Headed out to the Oriskany this morning on the H2O Below. I was out spearing fish with FWC. They were doing their annual PCB testing on the Big O. The cool thing about this trip is that they had sampling authorization from NOAA which allowed us to take any game fish whether in season or not. The bad part was we could not keep any of the fish. They were all shipped off to the lab.

Awesome dives! Zero current, 80+ feet of vis and the water was much warmer than it has been. Did not get an actual temperature, but I estimate is was near 70 degrees. 

2' seas on the way out and flat calm on the way back.

Shot 4 nice scamp, some gag grouper and a trigger fish.

Tried out a new 5mm Aqua Lock wetsuit from MBT Divers. Hands down the best wetsuit I have worn. It is both warm and comfortable. 
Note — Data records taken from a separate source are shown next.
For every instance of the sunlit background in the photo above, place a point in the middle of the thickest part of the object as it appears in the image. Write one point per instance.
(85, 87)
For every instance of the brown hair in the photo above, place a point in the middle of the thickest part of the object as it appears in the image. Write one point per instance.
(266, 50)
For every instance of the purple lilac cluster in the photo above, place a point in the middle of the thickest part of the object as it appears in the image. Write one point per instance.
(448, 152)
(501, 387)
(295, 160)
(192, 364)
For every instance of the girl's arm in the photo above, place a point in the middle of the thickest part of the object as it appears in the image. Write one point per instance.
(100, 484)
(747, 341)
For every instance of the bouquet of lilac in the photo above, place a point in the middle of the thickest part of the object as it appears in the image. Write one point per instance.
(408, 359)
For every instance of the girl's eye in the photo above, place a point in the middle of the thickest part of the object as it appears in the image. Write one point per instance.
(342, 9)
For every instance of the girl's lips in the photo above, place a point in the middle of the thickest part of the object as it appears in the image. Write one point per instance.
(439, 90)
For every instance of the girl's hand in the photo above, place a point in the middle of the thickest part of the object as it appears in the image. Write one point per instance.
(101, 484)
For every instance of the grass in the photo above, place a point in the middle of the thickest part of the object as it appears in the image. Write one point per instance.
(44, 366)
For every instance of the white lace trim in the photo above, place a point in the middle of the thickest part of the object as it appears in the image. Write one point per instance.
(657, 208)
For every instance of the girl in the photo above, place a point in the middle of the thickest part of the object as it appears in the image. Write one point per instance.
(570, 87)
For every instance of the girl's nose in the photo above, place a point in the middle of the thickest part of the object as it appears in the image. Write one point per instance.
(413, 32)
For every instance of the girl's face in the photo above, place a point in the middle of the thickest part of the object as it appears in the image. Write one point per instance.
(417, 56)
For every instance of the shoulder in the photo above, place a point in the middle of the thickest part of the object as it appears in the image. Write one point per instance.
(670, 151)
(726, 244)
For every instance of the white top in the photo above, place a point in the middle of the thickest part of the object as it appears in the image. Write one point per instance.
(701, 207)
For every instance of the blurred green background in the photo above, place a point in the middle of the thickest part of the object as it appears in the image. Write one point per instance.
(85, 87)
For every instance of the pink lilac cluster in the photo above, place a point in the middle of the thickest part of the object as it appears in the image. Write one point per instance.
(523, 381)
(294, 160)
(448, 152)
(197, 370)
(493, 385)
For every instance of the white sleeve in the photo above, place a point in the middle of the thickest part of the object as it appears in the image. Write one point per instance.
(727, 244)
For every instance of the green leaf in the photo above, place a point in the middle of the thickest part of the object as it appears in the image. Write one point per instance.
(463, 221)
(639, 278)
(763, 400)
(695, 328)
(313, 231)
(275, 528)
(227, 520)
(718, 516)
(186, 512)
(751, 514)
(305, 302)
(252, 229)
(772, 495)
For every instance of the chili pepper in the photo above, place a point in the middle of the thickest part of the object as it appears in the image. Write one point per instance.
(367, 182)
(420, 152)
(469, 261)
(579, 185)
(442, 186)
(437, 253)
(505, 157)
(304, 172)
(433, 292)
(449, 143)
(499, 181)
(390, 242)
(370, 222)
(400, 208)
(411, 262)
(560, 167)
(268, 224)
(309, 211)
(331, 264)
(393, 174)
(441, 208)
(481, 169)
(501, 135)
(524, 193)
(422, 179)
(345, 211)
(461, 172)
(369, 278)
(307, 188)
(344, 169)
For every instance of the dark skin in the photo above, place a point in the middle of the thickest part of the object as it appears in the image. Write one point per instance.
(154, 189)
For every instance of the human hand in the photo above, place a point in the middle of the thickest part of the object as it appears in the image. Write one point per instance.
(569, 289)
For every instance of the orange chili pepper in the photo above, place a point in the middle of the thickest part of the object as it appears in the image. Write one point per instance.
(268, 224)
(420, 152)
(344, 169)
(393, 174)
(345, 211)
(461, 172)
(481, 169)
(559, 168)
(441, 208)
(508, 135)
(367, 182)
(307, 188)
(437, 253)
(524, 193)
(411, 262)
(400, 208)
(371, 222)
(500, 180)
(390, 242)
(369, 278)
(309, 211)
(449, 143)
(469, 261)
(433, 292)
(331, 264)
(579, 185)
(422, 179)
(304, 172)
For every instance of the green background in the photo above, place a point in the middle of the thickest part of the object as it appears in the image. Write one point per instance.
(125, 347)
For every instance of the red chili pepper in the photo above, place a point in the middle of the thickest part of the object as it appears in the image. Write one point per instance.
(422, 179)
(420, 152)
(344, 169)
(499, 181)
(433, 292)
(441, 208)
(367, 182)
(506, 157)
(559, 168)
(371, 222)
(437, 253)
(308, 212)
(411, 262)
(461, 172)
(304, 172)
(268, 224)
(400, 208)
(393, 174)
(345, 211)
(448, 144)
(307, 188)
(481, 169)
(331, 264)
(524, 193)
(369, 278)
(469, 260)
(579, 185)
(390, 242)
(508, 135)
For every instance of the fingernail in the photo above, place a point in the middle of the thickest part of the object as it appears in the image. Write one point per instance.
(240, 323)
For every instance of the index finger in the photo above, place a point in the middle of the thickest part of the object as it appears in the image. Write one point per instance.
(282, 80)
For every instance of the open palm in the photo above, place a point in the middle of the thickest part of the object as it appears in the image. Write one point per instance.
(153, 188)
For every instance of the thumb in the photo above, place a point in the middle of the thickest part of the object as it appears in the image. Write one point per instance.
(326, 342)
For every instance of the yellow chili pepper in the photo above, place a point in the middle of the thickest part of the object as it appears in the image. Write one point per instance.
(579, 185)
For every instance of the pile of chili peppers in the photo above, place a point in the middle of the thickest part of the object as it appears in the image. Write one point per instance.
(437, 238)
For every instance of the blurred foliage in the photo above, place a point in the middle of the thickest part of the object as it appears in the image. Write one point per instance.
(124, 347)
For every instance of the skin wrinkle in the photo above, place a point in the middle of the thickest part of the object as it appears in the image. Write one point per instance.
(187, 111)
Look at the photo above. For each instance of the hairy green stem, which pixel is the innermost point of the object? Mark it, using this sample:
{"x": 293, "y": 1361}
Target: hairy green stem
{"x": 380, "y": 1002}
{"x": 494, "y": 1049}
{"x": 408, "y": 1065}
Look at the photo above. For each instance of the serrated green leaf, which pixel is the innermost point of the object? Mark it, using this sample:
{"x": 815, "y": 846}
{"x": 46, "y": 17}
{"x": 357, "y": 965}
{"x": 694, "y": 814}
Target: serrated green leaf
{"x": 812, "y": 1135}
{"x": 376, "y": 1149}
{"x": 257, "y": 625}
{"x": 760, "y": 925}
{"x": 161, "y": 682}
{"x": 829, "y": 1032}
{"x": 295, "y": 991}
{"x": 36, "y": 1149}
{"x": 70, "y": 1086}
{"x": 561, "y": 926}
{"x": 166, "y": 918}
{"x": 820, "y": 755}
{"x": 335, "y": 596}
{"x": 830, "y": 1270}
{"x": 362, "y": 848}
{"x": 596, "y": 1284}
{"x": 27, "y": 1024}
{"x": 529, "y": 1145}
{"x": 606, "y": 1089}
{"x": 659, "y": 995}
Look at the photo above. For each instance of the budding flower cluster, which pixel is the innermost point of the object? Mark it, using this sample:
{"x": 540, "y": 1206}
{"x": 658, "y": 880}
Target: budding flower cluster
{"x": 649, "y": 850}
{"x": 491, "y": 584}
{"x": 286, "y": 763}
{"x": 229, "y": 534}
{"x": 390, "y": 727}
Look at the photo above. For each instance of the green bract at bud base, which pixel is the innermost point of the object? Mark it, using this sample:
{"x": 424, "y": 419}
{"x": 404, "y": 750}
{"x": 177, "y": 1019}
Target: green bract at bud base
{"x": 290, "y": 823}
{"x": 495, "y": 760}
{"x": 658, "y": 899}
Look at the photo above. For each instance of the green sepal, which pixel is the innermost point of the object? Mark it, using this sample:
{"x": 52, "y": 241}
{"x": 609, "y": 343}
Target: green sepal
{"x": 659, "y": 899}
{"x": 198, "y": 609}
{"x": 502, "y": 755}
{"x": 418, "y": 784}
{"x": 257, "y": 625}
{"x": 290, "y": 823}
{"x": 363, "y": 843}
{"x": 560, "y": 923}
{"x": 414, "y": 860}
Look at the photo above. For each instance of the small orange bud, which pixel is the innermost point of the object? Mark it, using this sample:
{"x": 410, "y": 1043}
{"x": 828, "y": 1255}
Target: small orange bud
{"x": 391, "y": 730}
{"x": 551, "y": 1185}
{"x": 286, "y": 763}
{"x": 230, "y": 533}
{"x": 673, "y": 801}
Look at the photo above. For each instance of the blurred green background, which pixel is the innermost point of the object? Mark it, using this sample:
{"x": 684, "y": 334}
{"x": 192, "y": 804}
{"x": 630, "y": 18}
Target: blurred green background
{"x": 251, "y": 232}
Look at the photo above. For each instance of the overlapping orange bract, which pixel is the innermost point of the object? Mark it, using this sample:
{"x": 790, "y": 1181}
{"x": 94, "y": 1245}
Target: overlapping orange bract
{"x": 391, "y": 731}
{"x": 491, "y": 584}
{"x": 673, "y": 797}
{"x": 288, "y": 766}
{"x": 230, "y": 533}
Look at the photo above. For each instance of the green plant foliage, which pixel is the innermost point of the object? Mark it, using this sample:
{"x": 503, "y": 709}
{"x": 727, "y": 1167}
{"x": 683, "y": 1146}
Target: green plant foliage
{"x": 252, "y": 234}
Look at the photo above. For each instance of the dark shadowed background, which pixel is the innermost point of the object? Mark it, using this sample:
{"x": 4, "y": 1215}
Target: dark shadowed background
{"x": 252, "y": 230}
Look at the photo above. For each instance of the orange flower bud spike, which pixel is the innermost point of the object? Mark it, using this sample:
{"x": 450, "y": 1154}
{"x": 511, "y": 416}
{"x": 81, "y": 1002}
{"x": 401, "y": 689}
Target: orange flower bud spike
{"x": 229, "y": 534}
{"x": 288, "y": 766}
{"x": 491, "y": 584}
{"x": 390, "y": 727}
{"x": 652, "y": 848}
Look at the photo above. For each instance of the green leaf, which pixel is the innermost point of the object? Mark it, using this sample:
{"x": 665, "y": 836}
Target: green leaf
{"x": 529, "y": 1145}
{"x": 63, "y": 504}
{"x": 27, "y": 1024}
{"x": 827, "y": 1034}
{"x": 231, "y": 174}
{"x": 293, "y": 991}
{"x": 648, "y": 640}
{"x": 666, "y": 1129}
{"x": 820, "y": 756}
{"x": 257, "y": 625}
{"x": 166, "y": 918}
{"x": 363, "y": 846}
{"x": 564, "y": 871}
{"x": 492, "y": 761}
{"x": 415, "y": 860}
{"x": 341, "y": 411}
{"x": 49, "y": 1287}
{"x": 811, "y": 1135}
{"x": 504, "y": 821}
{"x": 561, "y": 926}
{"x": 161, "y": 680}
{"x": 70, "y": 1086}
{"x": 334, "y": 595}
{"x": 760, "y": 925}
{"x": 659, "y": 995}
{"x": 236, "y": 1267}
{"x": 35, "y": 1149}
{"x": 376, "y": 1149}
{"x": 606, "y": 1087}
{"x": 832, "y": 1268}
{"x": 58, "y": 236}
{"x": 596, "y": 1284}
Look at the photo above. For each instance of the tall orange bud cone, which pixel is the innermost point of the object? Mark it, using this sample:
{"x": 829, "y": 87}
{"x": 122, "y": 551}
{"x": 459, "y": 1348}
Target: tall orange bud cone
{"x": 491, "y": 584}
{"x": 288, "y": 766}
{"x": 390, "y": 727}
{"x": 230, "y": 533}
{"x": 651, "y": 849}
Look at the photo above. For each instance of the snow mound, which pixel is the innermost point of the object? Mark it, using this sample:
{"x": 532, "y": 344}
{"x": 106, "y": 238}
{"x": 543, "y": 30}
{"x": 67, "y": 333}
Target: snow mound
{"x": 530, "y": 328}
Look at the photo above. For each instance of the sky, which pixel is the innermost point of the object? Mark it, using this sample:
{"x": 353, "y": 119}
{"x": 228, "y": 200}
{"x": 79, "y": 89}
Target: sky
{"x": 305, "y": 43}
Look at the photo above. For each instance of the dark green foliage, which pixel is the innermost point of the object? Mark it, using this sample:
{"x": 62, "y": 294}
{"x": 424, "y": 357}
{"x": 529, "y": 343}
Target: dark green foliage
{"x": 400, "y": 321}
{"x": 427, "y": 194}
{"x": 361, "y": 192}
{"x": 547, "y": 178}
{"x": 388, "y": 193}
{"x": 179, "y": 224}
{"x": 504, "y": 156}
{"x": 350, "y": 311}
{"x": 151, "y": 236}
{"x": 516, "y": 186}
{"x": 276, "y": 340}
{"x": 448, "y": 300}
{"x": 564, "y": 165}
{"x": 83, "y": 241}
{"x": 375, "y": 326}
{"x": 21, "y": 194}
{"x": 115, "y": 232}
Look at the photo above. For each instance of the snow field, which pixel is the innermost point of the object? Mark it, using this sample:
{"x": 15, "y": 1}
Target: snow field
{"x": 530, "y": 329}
Looks like the vis and weather have finally shaped up. Time to get out there guys!

Whack 'um


----------



## MillerTime (Jul 6, 2011)

The weather finally looks great and i am busy this weekend. Thank you for the report!


----------



## coolbluestreak (Jun 27, 2011)

Great report, now I really can't wait until tomorrow!


----------



## WhackUmStackUm (Jan 31, 2010)

These pics from the trip are courtesy of Bob and Carol Cox of the Mexico Beach Artifical Reef Association.


----------



## WhackUmStackUm (Jan 31, 2010)

These pics from the trip are also courtesy of Bob and Carol Cox of the Mexico Beach Artifical Reef Association.


----------



## SaltAddict (Jan 6, 2010)

Good grief. Is their strobe the size of a 55 gal drum??? Lol. Those are some sharp bright images.


----------



## MillerTime (Jul 6, 2011)

Those pictures look amazing. I can only imagine what that camera setup costs.


----------



## WhackUmStackUm (Jan 31, 2010)

Bob did have a pretty involved looking camera setup. I did not get a sunburned or anything. 

I don't know. It looks like I should be carrying a few more things.


----------



## coolbluestreak (Jun 27, 2011)

Man that viz is awesome!
Sweet pics!


----------